AV. BİRSEN UÇAR

İSTANBUL SÖZLEŞMESİ NEDİR

25 Mart 2021 Perşembe Saat: 10:05

 2021 yılının ilk 78 gününde 78 kadın erkekler tarafından öldürüldü. Yok saymak görmezden gelmek mümkün değildir.

Anayasa 2. Madde hükmü gereği Türkiye Cumhuriyeti devleti bir hukuk devletidir. Anayasa Madde 17 :’  Herkes, yaşama, maddi ve manevi varlığını koruma ve geliştirme hakkına sahiptir. ‘ Madde 10:’Herkes, dil, ırk, renk, cinsiyet, siyasi düşünce, felsefi inanç, din, mezhep ve benzeri sebeplerle ayırım gözetilmeksizin kanun önünde eşittir.’ Hükümlerini düzenlemiştir. Türkiye Cumhuriyeti Devleti’nin temel yasasında belirtilen hususlar bireylerin eşit ve özgür şartlarda yaşamasının teminatıdır. Anaysa 90. Madde hükmü ise’… Usulüne göre yürürlüğüne konulmuş milletlerarası antlaşmalar kanun hükmündedir.’ Düzenlemesini getirmiştir.
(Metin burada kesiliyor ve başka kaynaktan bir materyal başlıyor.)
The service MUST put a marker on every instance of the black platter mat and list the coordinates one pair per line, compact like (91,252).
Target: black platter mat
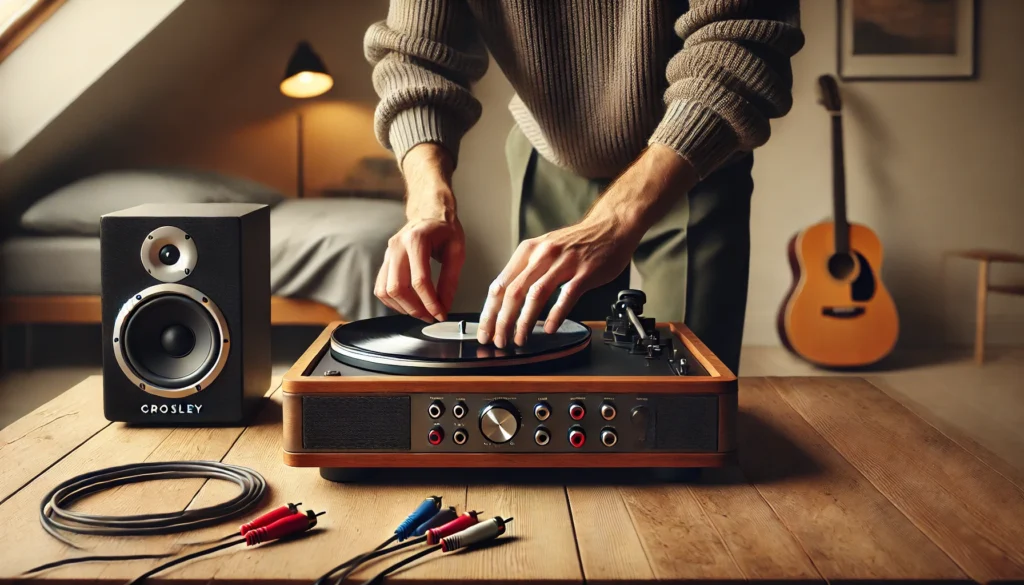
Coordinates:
(398,344)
‘Kadınlara Yönelik Şiddet ve Ev İçi Şiddetin Önlenmesi ve Bunlarla Mücadeleye İlişkin Avrupa Konseyi Sözleşmesi ‘  bilinen adıyla kısaca ‘İstanbul Sözleşmesi ‘ olarak anılmaktadır. Sözleşme İstanbul’da imzaya açılmakla ilk imzacı ve ev sahibi Türkiye’dir. İstanbul Sözleşme’si 11 Mayıs 2011 tarihinde imzalanmış ve sözleşme 01 Ağustos 2014 tarihinde yürürlüğe girmiştir. Sözleşme ile şiddetle mücadelede devletler bütüncül politikalar geliştirmek, önleme, koruma ve etkin kovuşturma başlıklarından oluşmaktadır.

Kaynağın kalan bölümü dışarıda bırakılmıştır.